But you should have known this anyway.

For those that don’t, go on and read Leong Sze Hian and Roy Ngerng’s posts (part 1 and part 2). Just ignore the sensationalist headline. It’s lengthy but I think presents some information that will be enlightening to most.

Why I’m not counting on my CPF to retire in the first place?

It’s simple. The OA pays 2.5% (well below historical inflation rate) and the SA (which has less contribution going in there) pays 4% (barely enough to cover inflation). If you monies can’t apply the 8th wonder of the world (compound interest) on a real basis, then pray tell, how is (an average) one supposed to retire?

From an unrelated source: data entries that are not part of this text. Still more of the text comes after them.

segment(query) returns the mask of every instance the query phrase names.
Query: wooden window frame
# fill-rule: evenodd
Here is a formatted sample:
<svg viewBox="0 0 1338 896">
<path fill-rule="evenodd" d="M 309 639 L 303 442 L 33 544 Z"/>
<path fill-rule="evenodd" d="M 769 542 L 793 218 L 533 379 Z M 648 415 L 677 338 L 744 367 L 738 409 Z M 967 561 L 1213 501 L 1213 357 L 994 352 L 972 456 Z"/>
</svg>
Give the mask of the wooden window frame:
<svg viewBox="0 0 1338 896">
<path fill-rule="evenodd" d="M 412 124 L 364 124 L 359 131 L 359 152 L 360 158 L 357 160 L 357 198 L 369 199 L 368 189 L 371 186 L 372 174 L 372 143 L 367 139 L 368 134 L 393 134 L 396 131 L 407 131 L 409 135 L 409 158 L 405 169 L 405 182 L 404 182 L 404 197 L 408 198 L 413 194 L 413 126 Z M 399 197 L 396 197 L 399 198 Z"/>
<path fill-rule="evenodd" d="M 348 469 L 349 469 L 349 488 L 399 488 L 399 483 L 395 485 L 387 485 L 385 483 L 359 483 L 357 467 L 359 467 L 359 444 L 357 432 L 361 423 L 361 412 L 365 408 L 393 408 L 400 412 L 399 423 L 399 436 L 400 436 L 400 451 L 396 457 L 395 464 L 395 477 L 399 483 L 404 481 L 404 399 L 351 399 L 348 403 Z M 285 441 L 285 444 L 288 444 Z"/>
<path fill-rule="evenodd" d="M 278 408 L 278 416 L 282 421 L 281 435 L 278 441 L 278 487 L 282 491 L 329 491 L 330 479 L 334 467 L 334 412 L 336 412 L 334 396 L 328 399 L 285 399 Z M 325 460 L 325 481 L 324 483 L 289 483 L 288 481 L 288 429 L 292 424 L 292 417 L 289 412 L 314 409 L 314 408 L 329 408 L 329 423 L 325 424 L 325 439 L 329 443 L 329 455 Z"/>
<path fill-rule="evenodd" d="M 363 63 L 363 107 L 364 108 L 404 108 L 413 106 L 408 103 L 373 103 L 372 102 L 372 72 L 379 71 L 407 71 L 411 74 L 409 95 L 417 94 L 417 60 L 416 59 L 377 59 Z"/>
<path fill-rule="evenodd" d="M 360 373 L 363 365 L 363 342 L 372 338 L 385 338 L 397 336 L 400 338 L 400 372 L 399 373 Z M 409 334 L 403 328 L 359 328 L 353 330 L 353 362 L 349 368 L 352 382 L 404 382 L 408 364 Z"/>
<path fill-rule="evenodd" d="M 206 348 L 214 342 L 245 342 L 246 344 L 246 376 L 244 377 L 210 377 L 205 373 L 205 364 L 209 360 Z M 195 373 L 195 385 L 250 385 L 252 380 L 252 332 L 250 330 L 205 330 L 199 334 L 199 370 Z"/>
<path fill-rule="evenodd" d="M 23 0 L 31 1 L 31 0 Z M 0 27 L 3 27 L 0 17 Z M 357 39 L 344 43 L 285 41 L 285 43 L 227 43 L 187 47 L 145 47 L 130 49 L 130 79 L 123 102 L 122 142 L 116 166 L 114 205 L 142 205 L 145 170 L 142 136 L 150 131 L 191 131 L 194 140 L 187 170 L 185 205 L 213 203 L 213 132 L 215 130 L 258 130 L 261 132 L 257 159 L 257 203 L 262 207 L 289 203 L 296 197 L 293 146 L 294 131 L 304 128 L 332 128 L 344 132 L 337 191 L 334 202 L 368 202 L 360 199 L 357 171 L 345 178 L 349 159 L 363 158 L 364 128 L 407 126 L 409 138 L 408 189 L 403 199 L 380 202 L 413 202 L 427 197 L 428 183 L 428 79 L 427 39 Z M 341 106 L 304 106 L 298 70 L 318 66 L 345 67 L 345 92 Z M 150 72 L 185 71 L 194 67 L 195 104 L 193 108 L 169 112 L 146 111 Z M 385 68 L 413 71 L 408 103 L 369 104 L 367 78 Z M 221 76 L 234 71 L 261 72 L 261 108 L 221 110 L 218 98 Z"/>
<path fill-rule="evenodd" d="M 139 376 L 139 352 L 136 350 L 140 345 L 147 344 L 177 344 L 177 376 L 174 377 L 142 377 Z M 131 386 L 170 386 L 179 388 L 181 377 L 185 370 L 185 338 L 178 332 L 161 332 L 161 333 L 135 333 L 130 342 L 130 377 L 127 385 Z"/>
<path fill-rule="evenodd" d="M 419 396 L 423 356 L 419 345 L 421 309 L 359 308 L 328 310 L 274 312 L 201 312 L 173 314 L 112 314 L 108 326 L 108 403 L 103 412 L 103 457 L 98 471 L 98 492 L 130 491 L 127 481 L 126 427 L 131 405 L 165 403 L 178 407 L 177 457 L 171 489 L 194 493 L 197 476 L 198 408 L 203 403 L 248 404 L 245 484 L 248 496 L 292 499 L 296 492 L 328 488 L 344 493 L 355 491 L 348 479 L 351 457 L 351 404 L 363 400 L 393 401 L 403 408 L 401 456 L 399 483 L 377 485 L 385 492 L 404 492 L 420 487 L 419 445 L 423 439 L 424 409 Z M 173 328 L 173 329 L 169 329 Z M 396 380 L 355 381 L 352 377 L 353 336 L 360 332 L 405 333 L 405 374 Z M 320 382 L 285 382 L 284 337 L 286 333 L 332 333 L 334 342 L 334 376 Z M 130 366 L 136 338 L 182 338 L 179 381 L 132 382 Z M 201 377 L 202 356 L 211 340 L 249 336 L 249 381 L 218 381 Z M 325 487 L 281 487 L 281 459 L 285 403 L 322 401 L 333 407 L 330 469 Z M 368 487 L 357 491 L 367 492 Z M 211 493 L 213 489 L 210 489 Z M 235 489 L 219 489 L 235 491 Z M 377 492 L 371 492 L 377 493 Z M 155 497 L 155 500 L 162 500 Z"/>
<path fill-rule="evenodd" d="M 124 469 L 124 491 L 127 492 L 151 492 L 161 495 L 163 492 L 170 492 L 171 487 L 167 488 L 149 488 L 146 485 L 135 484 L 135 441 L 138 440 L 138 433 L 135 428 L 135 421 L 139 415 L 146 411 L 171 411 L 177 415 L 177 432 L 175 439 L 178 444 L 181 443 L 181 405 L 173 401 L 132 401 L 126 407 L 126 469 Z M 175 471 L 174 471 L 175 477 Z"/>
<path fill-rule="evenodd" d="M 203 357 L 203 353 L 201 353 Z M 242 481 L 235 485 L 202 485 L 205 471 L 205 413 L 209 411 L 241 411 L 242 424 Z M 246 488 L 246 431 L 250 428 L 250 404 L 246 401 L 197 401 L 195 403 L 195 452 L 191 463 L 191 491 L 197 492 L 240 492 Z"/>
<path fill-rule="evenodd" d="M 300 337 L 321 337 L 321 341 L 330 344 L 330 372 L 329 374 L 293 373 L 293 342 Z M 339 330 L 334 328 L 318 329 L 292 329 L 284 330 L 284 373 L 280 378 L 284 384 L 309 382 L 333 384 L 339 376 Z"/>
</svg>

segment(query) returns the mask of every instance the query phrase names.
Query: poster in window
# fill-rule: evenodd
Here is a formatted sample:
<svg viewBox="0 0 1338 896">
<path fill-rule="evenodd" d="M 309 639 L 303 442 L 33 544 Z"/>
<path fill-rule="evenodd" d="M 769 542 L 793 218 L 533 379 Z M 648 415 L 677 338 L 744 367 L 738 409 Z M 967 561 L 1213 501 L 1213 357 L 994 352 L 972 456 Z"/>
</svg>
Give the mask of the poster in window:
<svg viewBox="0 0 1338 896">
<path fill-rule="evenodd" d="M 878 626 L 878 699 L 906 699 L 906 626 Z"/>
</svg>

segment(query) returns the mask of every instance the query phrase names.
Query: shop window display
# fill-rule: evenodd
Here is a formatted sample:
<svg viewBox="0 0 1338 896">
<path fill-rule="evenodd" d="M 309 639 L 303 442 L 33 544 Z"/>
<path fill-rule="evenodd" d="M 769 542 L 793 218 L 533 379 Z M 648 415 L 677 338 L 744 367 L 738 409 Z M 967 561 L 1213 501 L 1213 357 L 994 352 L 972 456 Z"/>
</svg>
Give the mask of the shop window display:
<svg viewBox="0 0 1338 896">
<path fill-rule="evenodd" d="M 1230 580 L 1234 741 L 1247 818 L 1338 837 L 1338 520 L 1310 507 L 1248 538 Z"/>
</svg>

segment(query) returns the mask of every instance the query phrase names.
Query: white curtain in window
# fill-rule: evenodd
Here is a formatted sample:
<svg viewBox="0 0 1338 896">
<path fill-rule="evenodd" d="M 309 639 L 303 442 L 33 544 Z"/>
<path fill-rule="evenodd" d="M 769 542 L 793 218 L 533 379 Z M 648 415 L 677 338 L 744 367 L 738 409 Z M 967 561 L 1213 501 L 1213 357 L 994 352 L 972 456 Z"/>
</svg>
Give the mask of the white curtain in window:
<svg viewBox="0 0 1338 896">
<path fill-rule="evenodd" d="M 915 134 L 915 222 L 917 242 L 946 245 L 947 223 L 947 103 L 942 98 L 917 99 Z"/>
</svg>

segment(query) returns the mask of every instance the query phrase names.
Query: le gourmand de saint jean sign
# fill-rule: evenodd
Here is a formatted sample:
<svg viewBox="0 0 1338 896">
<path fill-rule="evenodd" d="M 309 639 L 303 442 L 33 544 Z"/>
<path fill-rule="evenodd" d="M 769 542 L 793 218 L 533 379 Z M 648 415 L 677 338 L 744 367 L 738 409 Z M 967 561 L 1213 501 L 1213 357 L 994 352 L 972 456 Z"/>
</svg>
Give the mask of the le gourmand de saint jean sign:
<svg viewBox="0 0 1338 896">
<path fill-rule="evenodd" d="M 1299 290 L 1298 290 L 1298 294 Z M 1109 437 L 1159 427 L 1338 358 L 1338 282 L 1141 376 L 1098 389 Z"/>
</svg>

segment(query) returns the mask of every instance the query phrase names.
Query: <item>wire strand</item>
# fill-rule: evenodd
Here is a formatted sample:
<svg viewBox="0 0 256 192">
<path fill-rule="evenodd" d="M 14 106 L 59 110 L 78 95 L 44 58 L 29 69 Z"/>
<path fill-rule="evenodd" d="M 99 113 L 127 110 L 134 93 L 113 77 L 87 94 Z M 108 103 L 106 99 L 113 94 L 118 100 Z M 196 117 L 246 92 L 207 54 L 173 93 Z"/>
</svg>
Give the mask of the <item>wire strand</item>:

Any wonder then, that most Singaporeans use their OA to pay for their property? After all, the traditional belief is that property will generate higher returns than the miserly 2.5% and honestly, Singaporeans in general have gotten this right because property is a leveraged asset class (for most of us, at least). The average Singaporean property buyer takes at least an 80% (?) loan? That would mean a leverage of 4:1 which means property only has to return 0.625% per year in order to equal the returns on the CPF OA. Doesn’t take a genius to figure out that property is the better option.

The question that most people don’t think about is whether they can treat their property as fungible enough to sell off and count on those monies to see them through the rest of their life.*

*The strategy of course, is to sell off the place and downsize or rent. Rest of the monies are then used to fund one’s retirement lifestyle.